Several hundred hospitals that plan to form their own generic drug company are eyeing making "about 20" pharmaceutical products whose existing versions either cost too much or are in short supply for no good reason, the CEO of one of those hospitals said Thursday.
Dr. Marc Harrison, chief of Utah-based Intermountain Healthcare, during an interview on CNBC's "Closing Bell," would not identify the existing drugs that the new company wants to replicate on its own, or have done on a contract basis.
Harrison said, "We think it will be early '19 before our first drugs come to market."
And he said the group also is hoping to possibly get additional financing from "philanthropists who are sick of this activity" by drug companies that is "creating shortages and driving prices in an irrational fashion."
Intermountain is leading the collaboration with several other large hospital groups, Ascension, SSM Health and Trinity Health, in consultation with the U.S. Department of Veterans Affairs, to form a not-for-profit drug company. The groups together represent more than 450 U.S. hospitals.
Harrison said on "Closing Bell" that the project was spurred by feedback by patients who at times were saying "they can't get ahold of drugs or they're way too expensive."
"We're experiencing that in the hospital as well, and we've been thinking about this for a couple of years now," Harrison said.
"We worked hard to come up with a plan ... now is the time to get to work."
He said that one of the big problems in the pharmaceuticals market today is that some "individuals and groups have gone ahead and gotten sole control over a given drug."
"They create shortages and drive the prices up, and our patients can't get ahold of the drugs we need," Harrison said.
"We as a team will do the opposite," he said. "We'll make sure drugs are available in good quantities and reasonable prices."
Harrison said the members of the consortium will contribute funds to finance the new drug company.
"Over time, the business plan says we'll get our money back," he said.

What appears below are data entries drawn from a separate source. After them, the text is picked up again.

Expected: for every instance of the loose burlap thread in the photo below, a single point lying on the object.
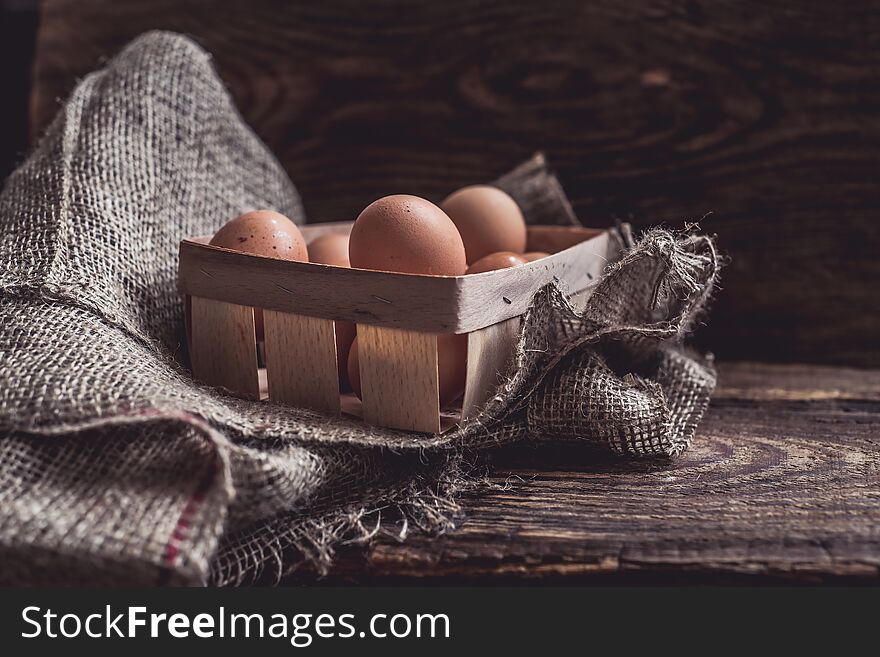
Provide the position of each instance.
(116, 468)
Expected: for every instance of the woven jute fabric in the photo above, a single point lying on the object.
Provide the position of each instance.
(116, 468)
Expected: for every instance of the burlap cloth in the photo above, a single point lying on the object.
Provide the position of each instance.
(115, 467)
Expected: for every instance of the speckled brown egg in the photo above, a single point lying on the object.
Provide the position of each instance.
(404, 233)
(488, 219)
(531, 256)
(493, 261)
(451, 367)
(263, 232)
(330, 249)
(266, 233)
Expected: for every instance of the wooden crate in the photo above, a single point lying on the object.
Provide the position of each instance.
(398, 317)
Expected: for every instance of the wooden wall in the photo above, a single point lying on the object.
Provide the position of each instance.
(760, 120)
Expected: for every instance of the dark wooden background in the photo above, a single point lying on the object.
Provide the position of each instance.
(764, 114)
(760, 120)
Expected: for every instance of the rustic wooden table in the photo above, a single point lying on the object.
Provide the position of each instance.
(781, 484)
(763, 113)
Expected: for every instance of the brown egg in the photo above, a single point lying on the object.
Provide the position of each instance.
(493, 261)
(404, 233)
(330, 249)
(531, 256)
(451, 367)
(488, 219)
(265, 233)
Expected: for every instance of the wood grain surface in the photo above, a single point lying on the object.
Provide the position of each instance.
(757, 119)
(301, 365)
(781, 484)
(436, 304)
(399, 381)
(224, 347)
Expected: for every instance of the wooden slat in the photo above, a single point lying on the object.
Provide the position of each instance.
(399, 382)
(224, 347)
(490, 355)
(301, 361)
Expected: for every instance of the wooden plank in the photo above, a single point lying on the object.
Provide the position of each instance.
(399, 383)
(780, 485)
(749, 110)
(432, 304)
(224, 347)
(490, 355)
(301, 361)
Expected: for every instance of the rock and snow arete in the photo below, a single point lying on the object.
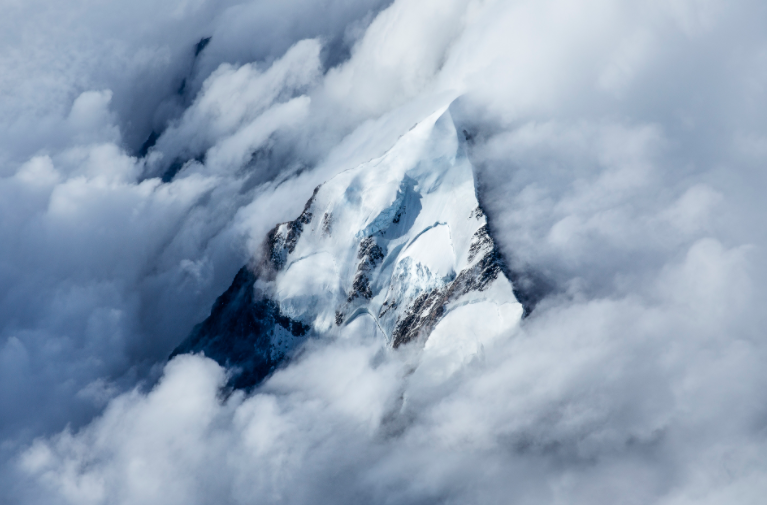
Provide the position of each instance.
(397, 248)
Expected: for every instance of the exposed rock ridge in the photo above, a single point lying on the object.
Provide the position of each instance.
(399, 245)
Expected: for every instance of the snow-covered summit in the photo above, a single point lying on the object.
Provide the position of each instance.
(397, 248)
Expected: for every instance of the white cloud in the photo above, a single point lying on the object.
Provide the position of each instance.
(619, 152)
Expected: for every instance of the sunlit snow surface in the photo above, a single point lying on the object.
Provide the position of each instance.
(397, 249)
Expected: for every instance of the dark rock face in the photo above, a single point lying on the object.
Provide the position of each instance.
(281, 241)
(425, 312)
(370, 255)
(240, 333)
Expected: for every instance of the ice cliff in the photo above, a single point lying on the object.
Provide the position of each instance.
(397, 249)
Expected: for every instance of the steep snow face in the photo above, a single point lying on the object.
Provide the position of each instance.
(397, 247)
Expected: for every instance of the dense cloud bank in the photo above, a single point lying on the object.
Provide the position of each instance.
(619, 151)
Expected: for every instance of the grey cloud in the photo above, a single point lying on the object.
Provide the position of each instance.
(618, 150)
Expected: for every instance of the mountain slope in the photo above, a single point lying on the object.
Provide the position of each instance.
(397, 247)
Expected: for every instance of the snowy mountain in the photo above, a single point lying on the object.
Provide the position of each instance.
(397, 249)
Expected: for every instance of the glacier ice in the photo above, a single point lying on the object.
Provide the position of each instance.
(397, 247)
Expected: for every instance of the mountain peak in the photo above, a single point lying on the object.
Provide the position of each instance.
(397, 248)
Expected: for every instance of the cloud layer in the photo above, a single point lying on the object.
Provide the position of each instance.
(619, 152)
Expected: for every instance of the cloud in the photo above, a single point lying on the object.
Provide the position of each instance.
(618, 151)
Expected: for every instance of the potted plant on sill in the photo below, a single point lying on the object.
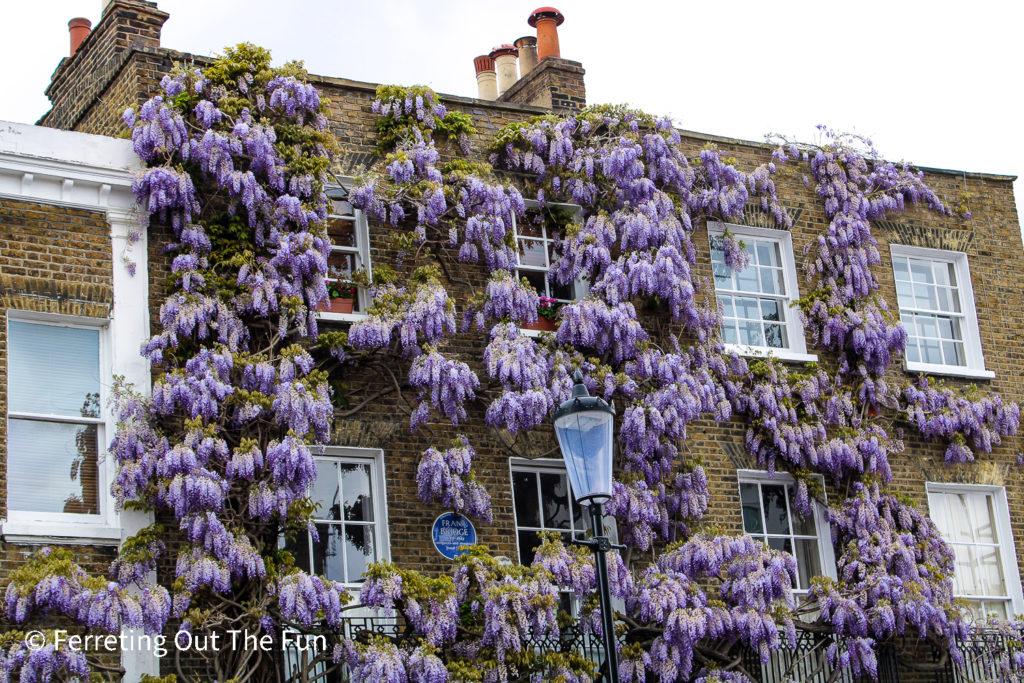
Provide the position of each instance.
(547, 315)
(341, 297)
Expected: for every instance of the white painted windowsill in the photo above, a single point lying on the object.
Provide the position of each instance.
(341, 317)
(92, 534)
(952, 371)
(764, 352)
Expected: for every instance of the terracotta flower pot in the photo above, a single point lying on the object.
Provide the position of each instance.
(337, 305)
(542, 325)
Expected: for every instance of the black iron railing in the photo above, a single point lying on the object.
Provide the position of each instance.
(990, 656)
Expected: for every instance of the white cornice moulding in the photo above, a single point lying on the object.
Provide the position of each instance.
(66, 168)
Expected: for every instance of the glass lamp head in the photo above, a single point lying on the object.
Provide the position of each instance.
(584, 425)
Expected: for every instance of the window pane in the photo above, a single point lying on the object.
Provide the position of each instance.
(930, 351)
(327, 552)
(538, 279)
(945, 273)
(767, 253)
(748, 308)
(802, 524)
(927, 326)
(727, 308)
(52, 467)
(527, 507)
(966, 573)
(554, 496)
(38, 384)
(528, 541)
(360, 550)
(529, 225)
(960, 518)
(808, 561)
(926, 297)
(299, 548)
(341, 265)
(358, 496)
(992, 582)
(952, 352)
(774, 336)
(750, 333)
(341, 231)
(921, 270)
(752, 508)
(326, 491)
(912, 353)
(994, 609)
(771, 281)
(900, 269)
(783, 545)
(948, 299)
(776, 516)
(984, 518)
(531, 253)
(904, 293)
(723, 275)
(563, 292)
(747, 280)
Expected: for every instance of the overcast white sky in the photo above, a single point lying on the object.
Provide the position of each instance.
(935, 83)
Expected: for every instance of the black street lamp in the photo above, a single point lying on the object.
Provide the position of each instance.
(584, 425)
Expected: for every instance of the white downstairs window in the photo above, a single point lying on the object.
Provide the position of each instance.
(55, 426)
(936, 306)
(975, 521)
(756, 302)
(351, 519)
(769, 516)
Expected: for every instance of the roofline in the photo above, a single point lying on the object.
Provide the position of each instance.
(928, 169)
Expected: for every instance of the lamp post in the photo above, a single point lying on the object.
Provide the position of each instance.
(584, 425)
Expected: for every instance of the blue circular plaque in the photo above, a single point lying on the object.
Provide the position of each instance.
(452, 530)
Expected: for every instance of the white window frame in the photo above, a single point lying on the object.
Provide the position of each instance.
(580, 287)
(797, 349)
(342, 209)
(1008, 550)
(969, 329)
(826, 555)
(101, 528)
(375, 458)
(550, 466)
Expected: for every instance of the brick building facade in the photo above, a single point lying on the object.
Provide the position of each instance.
(46, 272)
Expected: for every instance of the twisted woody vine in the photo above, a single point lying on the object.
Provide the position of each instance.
(238, 157)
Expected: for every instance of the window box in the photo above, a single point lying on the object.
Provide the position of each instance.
(337, 305)
(542, 325)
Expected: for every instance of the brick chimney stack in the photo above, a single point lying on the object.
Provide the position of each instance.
(79, 29)
(546, 79)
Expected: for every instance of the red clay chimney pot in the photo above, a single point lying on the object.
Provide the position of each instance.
(547, 20)
(483, 62)
(79, 29)
(544, 12)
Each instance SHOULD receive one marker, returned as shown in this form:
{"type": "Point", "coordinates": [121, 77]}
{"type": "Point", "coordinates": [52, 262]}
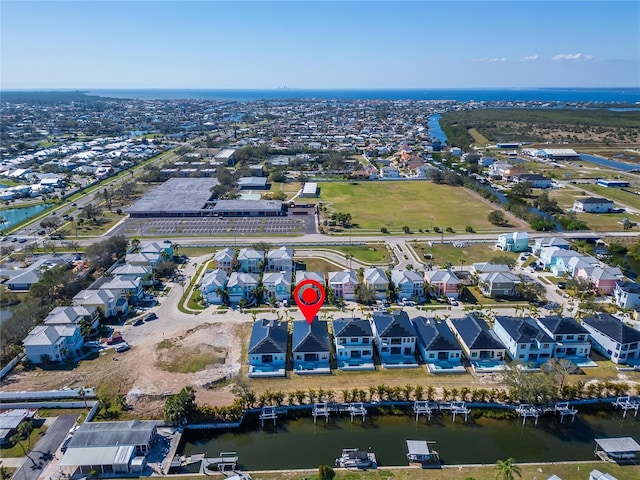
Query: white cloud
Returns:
{"type": "Point", "coordinates": [571, 56]}
{"type": "Point", "coordinates": [490, 59]}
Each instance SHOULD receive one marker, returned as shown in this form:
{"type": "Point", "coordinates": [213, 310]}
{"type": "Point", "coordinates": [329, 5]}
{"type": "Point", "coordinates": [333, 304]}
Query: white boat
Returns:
{"type": "Point", "coordinates": [355, 458]}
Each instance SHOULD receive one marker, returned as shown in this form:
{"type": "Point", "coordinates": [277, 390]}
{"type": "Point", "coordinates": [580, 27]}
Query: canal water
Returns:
{"type": "Point", "coordinates": [13, 216]}
{"type": "Point", "coordinates": [299, 443]}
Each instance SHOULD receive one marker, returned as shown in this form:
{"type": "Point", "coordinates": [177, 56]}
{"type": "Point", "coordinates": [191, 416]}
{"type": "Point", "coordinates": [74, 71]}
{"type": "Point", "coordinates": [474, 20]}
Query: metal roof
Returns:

Harrison also said that he expects the new firm to provide just a small fraction of pharmaceutical products that the hospitals have to purchase.
"We expect that the vast majority of drugs we buy will still come in the same channels we have always gotten them," he said. "We think most pharmacies are doing a great job and drug manufacturers are doing a great job."
"We're only interested in those organizations that are creating shortages and driving drug prices up in an irrational fashion," Harrison said.